Post-graduation jobs do not define diplomas

Lately I feel like all I have been talking or thinking about has been graduation. To be fair, though, that seems to be all anyone has been asking me lately. “What will you be doing after you graduate?”

For the longest time, every time someone asked me that question I would choke down the panic and respond I was going to start looking for jobs closer to when I actually get the degree, or I would give a vague answer about a potential job offer I had been given. Changing the subject and asking them what they were doing with their lives seemed to be the better conversation to have.

I understand people who know and care about me, especially the ones who have seen me transition from an awkwardly ambitious preteen to an annoyingly ambitious 20-year-old, want to know all the hard work and investment will have paid off. I know they care and want to ensure my happiness.

I truly don’t understand why I have gotten so many weird looks now that I finally know what I will be doing immediately upon graduation, which is moving to Florida to take a five-month internship with The Walt Disney Co. at Walt Disney World. Not even my enthusiastic “I’m going to work for The Mouse!” exclamation is garnering any pity laughter.
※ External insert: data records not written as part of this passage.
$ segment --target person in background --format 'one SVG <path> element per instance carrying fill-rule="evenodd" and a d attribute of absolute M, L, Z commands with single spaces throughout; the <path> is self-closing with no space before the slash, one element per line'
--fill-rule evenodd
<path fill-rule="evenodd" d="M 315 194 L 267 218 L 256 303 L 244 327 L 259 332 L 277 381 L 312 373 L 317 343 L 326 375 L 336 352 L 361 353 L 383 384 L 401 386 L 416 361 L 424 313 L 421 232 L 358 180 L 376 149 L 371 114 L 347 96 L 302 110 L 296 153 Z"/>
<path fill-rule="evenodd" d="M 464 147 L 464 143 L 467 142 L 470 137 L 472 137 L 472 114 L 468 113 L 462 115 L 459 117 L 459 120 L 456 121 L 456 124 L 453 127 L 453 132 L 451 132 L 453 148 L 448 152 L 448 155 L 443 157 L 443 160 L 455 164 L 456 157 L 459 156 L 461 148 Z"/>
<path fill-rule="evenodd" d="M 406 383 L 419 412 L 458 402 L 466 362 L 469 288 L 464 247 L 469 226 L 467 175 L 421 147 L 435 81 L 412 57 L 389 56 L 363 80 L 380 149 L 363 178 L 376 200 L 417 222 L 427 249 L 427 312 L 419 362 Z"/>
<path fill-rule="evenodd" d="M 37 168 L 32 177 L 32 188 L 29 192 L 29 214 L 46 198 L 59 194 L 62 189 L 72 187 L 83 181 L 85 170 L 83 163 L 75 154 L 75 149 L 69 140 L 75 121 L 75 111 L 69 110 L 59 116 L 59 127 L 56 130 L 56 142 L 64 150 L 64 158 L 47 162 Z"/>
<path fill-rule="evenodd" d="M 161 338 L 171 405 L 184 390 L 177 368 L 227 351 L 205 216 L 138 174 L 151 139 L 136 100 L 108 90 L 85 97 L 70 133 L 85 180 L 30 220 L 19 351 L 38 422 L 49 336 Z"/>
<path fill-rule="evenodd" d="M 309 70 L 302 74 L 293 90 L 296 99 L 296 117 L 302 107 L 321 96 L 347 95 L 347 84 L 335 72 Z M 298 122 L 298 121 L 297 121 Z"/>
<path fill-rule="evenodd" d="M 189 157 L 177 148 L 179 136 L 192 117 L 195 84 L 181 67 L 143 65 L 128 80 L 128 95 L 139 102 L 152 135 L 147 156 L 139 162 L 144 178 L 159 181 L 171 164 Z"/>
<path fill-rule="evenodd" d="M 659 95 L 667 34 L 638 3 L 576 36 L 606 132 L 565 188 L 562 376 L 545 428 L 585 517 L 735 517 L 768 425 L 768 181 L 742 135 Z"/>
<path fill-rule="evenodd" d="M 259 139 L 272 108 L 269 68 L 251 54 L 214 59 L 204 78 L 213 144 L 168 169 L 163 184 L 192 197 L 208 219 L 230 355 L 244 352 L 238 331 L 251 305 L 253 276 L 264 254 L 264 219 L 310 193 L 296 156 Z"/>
What I have learned in the past month since finally hearing back from a company I have wished to work for my whole life is that people, even the ones who care about you, take everything at face value. They hear Disney and they automatically think I am throwing my education, my journalism degree and thousands of dollars away. In fact, they hear anything other than the words “journalist,” “reporter” or “newspaper” and automatically I have become some sort of monumental failure in their eyes.

It doesn’t matter that Forbes just named The Walt Disney Co. No. 9 in its list of “The 20 Most Prestigious Internships for 2017,” right up there with Google, Apple and Facebook. It doesn’t matter that Disney is ranked one of the most powerful conglomerates in the world, or that it is a Fortune 500 company. It doesn’t matter that networking within the company is attainable and encouraged. It doesn’t matter that Disney owns ABC and ESPN, two of the largest media networks in the nation.

It doesn’t matter, because at face value, I am not stepping into a TV station to get in front of the camera as an anchor or hopping out into the field with my backpack and a recorder.

This is not to say any of my professors in school have dissuaded me from going. In fact, all have been more than supportive of my choice.

What some other people don’t understand, however, is you are allowed to take time for yourself when you graduate. You are allowed to immediately go into the workforce, or travel, or write a book, or work a minimum-wage job. You are allowed to start with an internship or a lower-level job at your dream company if you have the potential of working your way up.

If you have a viable means to pay your bills, go be happy and do what you want. You don’t need that “adult” job now, and people don’t need to be negatively predisposed to think ill of that fact.

So for anyone who is feeling like being a little adventurous once that diploma hits the palm of his or her hand, take it and run with it and don’t look back at the naysayers who may shake their heads and tell you to take your head out of the sand or out of the clouds.

As for me? I have my reasons. I did my research. I didn’t just wake up one morning and decide I wanted to work for The Mouse. My education taught me to be a little bit smarter than that.